Winter baissa les yeux sur ses chaussons de protection, presque fluorescents, obscènes ici. Il revit en pensée la mer rouge. Il songea ensuite à l’univers de l’hôpital. Aux patients qui pénétraient à pas feutrés dans le cabinet du médecin. Chez sa femme. Elle était médecin. Ils s’étaient mariés il y avait quelques mois de cela, dans l’église suédoise de Fuengirola. Il y repensait. Beaucoup de choses lui venaient à l’esprit tandis qu’il scrutait la pièce pour trouver la preuve que son intuition était juste. En même temps, il entendait le grondement des voitures dans la rue Cannelle, et puis dans la rue du Poivre, et jusque dans la rue du Thym. Tous ces noms d’épices… mais bon sang, on ne mélange pas le thym avec la cannelle ! Un rayon de lumière finit par filtrer à travers les persiennes. Le soleil avait continué sa course dans le ciel. Le rayon traversait la pièce en plein milieu. Winter voyait danser la poussière. Jimmy Foro ne devait pas être un fan de ménage. Ou alors quelqu’un venait de remuer la poussière. Elle retomberait à terre dans quelques instants. Là, sur la moquette… Winter se pencha en avant sans poser genou à terre. Un bouton, un bouton de chemise peut-être. Il releva la tête, le sofa lui arrivait à la hauteur du visage. On aurait dit que les coussins avaient été dérangés : aucune symétrie dans leur disposition. Peut-être Jimmy Foro préférait-il qu’il en soit ainsi, mais le commissaire en doutait. Il se leva, se dirigea vers la fenêtre, l’entrouvrit pour regarder dehors. La rue paraissait blanche dans la lumière du soleil, presque sans couleurs. L’herbe était blanche, peut-être un reflet des façades. Rien ne bougeait dans la rue Cannelle. Comme à l’heure de la sieste. Il se retourna, du côté de la chambre. Pour Jimmy, c’était la sieste éternelle, le grand sommeil. Quoique… la sieste, c’était plus espagnol que nigérian. Mais de toute façon, il s’agissait ici de la mort, une mort violente, subite, tout ce qu’il y avait de plus concret. Comme elle existait là-bas, comme elle existait même ici dans le plus beau, le plus accueillant de tous les pays du monde. Notre bonne vieille Suède.

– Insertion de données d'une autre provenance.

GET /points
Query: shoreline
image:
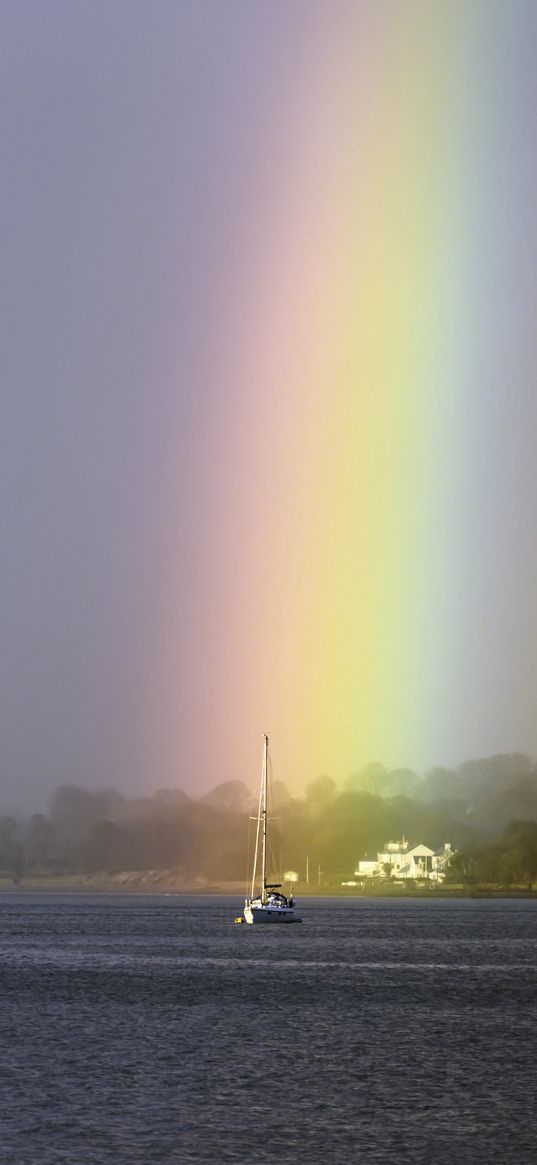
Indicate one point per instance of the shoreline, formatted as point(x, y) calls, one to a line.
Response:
point(167, 882)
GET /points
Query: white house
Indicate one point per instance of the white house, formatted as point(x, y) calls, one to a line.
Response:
point(400, 860)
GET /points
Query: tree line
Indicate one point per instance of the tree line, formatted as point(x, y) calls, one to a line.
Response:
point(487, 810)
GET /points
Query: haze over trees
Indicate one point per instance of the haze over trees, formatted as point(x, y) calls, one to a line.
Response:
point(487, 809)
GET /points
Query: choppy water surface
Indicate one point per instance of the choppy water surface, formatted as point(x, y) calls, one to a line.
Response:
point(152, 1029)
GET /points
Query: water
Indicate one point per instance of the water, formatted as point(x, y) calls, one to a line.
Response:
point(152, 1029)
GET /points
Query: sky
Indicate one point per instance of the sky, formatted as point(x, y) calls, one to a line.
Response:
point(268, 402)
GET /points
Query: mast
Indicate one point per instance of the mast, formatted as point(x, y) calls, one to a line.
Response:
point(265, 814)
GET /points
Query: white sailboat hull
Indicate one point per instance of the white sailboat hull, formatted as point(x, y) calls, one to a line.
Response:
point(256, 915)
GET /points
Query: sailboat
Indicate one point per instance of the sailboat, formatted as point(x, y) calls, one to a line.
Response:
point(268, 904)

Le lit n’était pas fait, n’avait peut-être jamais été fait, les draps formaient un grand tas au milieu, comme une tente. Sur la table de chevet, la photo d’un homme au sourire timide, une trentaine d’années : Jimmy. La photo avait dû être prise cinq à sept ans auparavant, depuis son arrivée en Suède en tout cas. Jusque-là, Winter n’avait vu qu’une photo d’identité. C’était la même image, la même physionomie pour autant qu’il puisse en juger. Mais Jimmy n’avait désormais plus le même visage – désagrégé en même temps qu’il perdait la vie.

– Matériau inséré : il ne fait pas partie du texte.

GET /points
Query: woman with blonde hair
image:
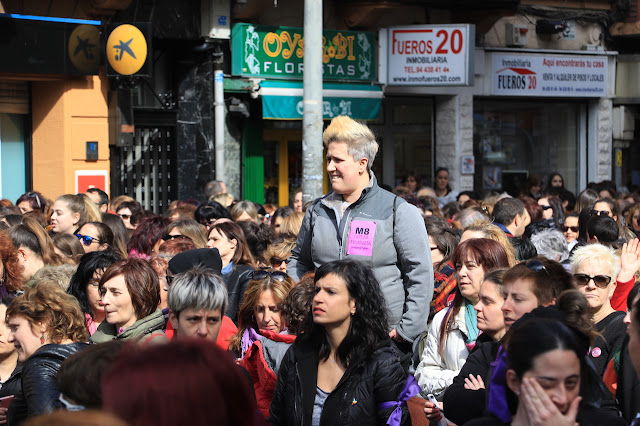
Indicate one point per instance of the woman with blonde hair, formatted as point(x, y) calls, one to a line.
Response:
point(482, 229)
point(187, 228)
point(244, 210)
point(260, 312)
point(279, 252)
point(68, 213)
point(35, 247)
point(47, 326)
point(237, 262)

Winter parcourut la pièce du regard, à la recherche d’autres photos. Prises ailleurs. Des photos d’autres personnes, même s’il doutait pouvoir en trouver. D’après ce qu’il savait pour l’instant, Jimmy vivait seul, d’ailleurs il n’y avait que son visage à lui sur la table de nuit, près de l’oreiller. Existait-il d’autres personnes dans sa vie ? Pourquoi était-il mort ? Peut-être parce que deux ou trois petits cons trop excités étaient entrés dans sa boutique pour tirer sur quelque chose, tuer… ou même pas des excités, même pas des petits cons, si des cons, sûrement intéressés par la caisse, mais après les coups de feu, ils s’étaient sentis mal, le fracas des armes leur avait causé un choc, ou alors le choc était venu après, à la vue du résultat.

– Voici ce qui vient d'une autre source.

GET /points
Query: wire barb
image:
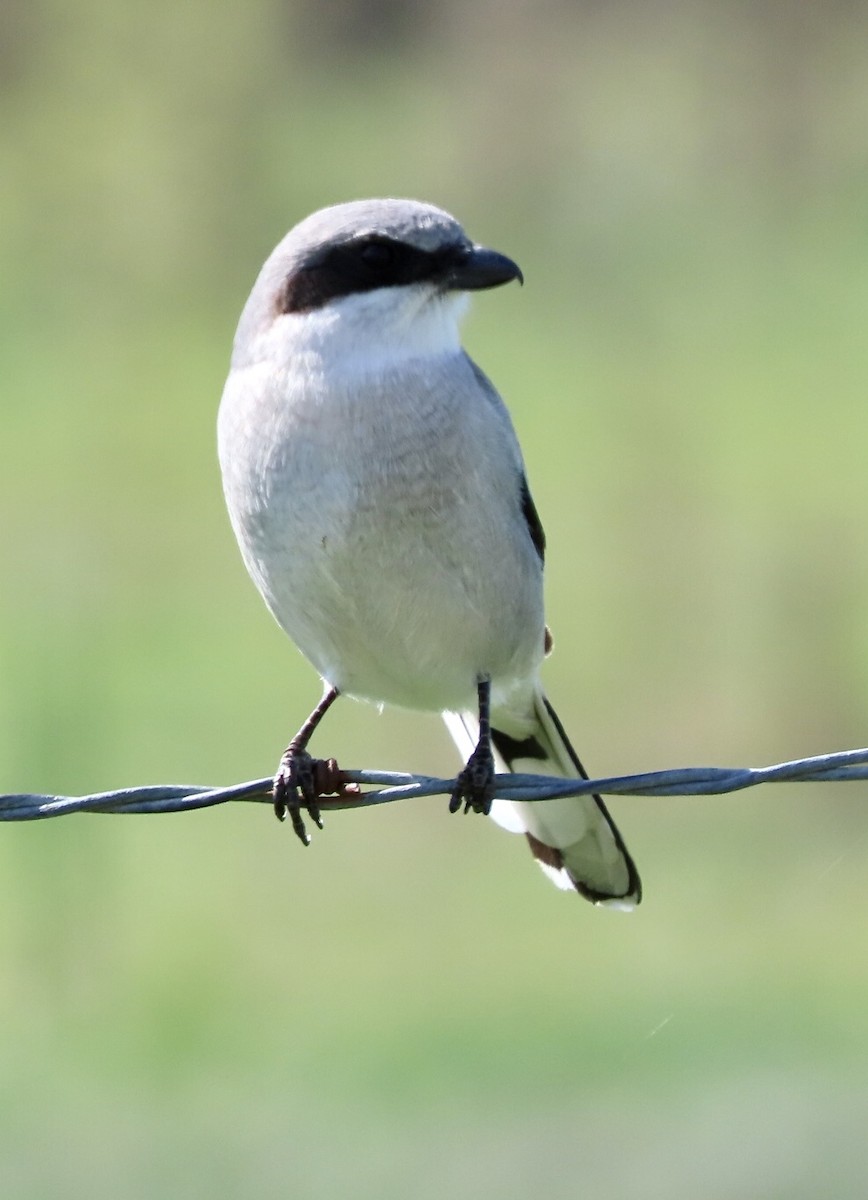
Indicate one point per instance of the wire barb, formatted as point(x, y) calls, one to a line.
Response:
point(385, 787)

À moins qu’il ne s’agît de tout autre chose.
Les meurtriers en avaient après Jimmy parce qu’ils étaient de vieilles connaissances. Ou bien c’étaient Saïd, ou Hiwa, qu’ils recherchaient, ou tous les trois, ou deux d’entre eux. Il y avait des meurtres prémédités, mais il y avait aussi des coups de malchance, pour peu qu’on se trouve au mauvais endroit, etc. Règle numéro un, ne jamais se retrouver au mauvais endroit, ça valait pour tout le monde. Mais plutôt au bon endroit, avec la bonne personne, au bon moment.
La boutique de Jimmy était-elle mal située ? Depuis toujours ?
Jimmy était-il la mauvaise personne ? Depuis toujours ?
Quant à l’aube… ç’avait toujours été le pire moment. Le mal surgissait toujours à l’aube. Quel que soit le continent.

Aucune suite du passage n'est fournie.